Refresher training on bibliographic databases

Help to quickly refresh your database interface knowledge

Sometimes work just gets in the way of keeping up to speed on how to search individual databases. Being busy on a long-term project that needs a different skill set can mean that…it’s been a while, and you now can’t quite remember the exact syntax or how the terms map or where the export is and that tip for not wasting time going round in a loop.

Clearly, specialist searchers don’t lose the core transferable skills of how to search, but what’s the most efficient way to get back up to speed, when an assignment demands a prompt response?
Here are my (honest) thoughts on the options:

Diving in. In the same manner as not reading the manual for a new gadget, I always think that just doing it will be most efficient – it rarely is. The chances of a poorly executed search are quite high when you can’t remember what does and doesn’t work properly in that particular interface. The alternative is that you waste time testing search lines.

Ask a friend. Much better, depending on the searching expertise within your close network. A real person is likely to be able to summarise key pitfalls and shortcuts very quickly, particularly if they work in the same organisation as you or on similar projects.
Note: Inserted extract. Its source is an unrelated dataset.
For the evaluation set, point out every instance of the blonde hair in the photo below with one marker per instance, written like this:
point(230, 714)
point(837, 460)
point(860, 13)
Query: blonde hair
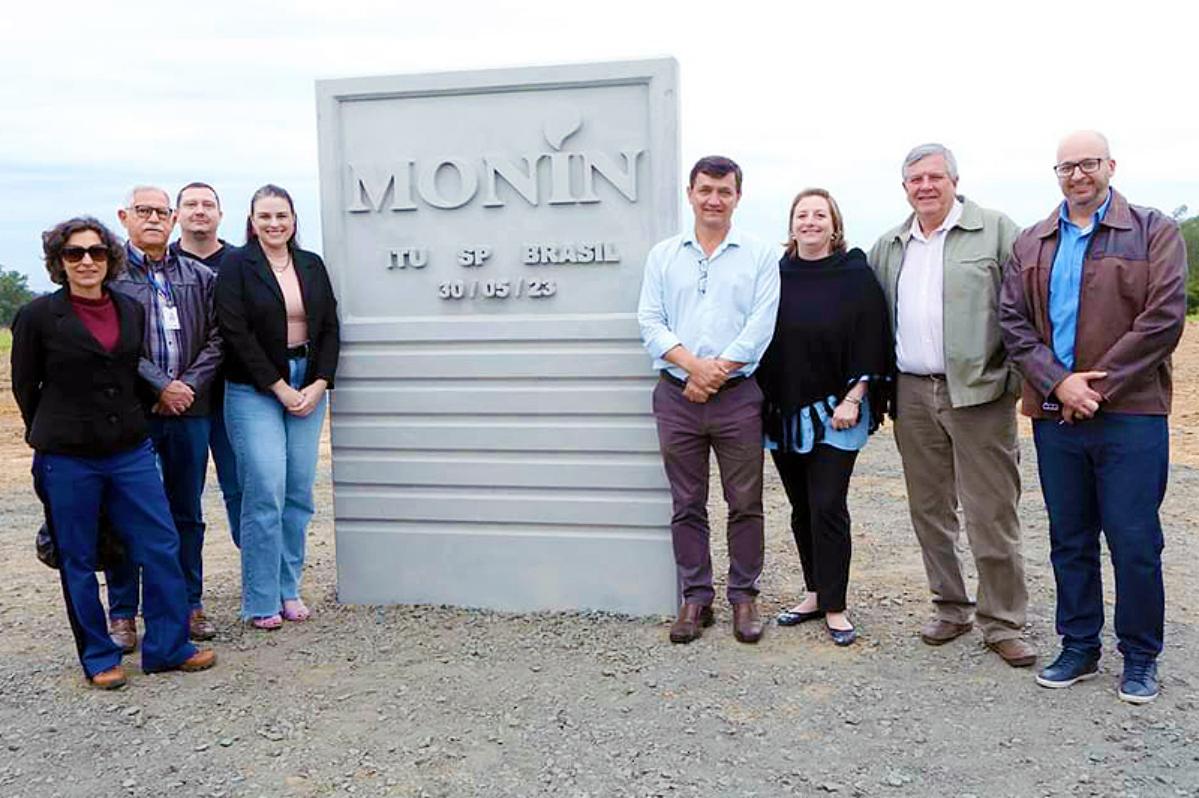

Professional instruction. One of the advantages of taking out a Dialog subscription is that you get a free 1-2-1 training session – it’s wise to prepare for this with example searches and questions in order to make the best use of the session.

Seek opportunities to help with searches (a preventative strategy). Within a busy team, there are often opportunities to help with short search tasks, which it could be tempting to dodge in favour of your existing project. It really is better though to get some practice in – six months, for example, is long enough for the forgetting curve to kick in.

Publisher’s training help. Looking for this can be inefficient (see below for some suggestions). I almost always look online first for help, particularly for truncation symbols and proximity operators.

Library guides on searching the database. These may well be aimed at students and be broad rather than specialist – but they won’t be too long and will help you get up to speed.

Here are some quick sources of help on key health databases:

Cochrane Library – the Cochrane Library Training Hub has a lot of content, which has changed in the last couple of years. Personally, I dislike instructional videos as I just want to see a written answer to my problem. There are files called Flipbooks, which are like presentations. I find them fiddly, but thankfully you can download a pdf.

PubMed – historically had an overwhelming amount of training material, and has changed interface in recent years. Which is good, as resources are now easier to use – see here. The key thing to remember is lack of proximity search operators.

EMBASE.com – a somewhat unintuitive interface, with several pitfalls, the main one being that the search screen can seem to get lost because the results screen has a very similar feel. Training is here.

TRIP Database – easy to use. Remember to go to Advanced to get access to the Title only search.

Proquest Dialog databases – are much easier to search than they were in command-line only days, and have free 1-2-1 training along with your subscription.